London Mayor Boris Johnson joined the tirade, warning the presidential hopeful not to “make a mistake that would damage the UK economy” merely for “short-term political vindictiveness”. The cross-channel tiff made even Nicolas Sarkozy look popular up north, and a trip to London for Hollande very poorly timed.
An important campaign stop
“This trip will provide a convenient stage for Hollande,” says Dominique Moisi, a Paris-based political analyst specialised in international relations. “He needs to prove to the City that when and if he’s elected president, it won’t mean an end to French capitalism”. Nonetheless, Moisi stresses that the visit is primarily a campaign stop. “Sarkozy visited London before his election in 2007, it’s only normal that Hollande is doing the same.”

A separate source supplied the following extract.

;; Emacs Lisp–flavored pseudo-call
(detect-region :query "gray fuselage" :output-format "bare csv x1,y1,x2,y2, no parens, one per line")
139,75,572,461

Hollande is far from eagerly awaited among French expats in London however, who expressed either surprise or bemusement when asked about his visit. “People are talking about it here, but more as a joke,” said one French PhD student living in the northeast part of the capital. Others had not even heard he was coming.
The French government puts the number of French nationals living in the UK (not including Scotland) at between 350,000 and 400,000.
Some 55% of those live in London, which is considered France’s ‘sixth city’ in terms of numbers.
French locals call their adopted capital ‘Paris on Thames’.
London-based academic Philippe Marlière argues that Hollande’s London visit is "above all else hoped to put him on the map because he’s not very well known yet in Britain”. Marlière, who teaches French and European Politics at London College University, says that Hollande is hoping to gain international legitimacy in the UK capital. “He wants to be seen as the next president of France and in order to do that he needs to be taken seriously by the City, the UK business world, and the British media.”
That doesn’t, however, mean he'll be kissing up to the City, Marlière says. “If anything, Hollande will reiterate what he laid out in his manifesto. If he comes to the City he will play to the French audience, and show that he can be critical of the City, which will garner him support back at home among the left wing.”
Cameron willing to make new friends?
Relations between French President Nicolas Sarkozy and UK Prime Minister David Cameron reached their lowest point yet in late 2011 when the pair bickered over the eurozone crisis at a November summit. But with Hollande touted to win the French election this spring, speculation is mounting that Cameron will have an even more difficult customer on his hands.
“There’s more talk in the UK regarding this French election than ever before,” FRANCE 24 London correspondent Bénédicte Paviot says. “There is certainly some concern over what effect a Hollande victory would have on relations with the government here”.
Marlière believes that the Cameron government is already preparing to work with Hollande, considering his persistent lead in the polls. “Hollande will not actually be that different from Nicolas Sarkozy,” he argues. “Despite how the UK press tries to portray him, he’s a very moderate and mainstream candidate. A lot of what he says is election talk; he’s not going to go against what has been decided at [an] EU level. Cameron is probably aware of that and ready to get on with him, even if he would prefer, but only very slightly, to work with Sarkozy.”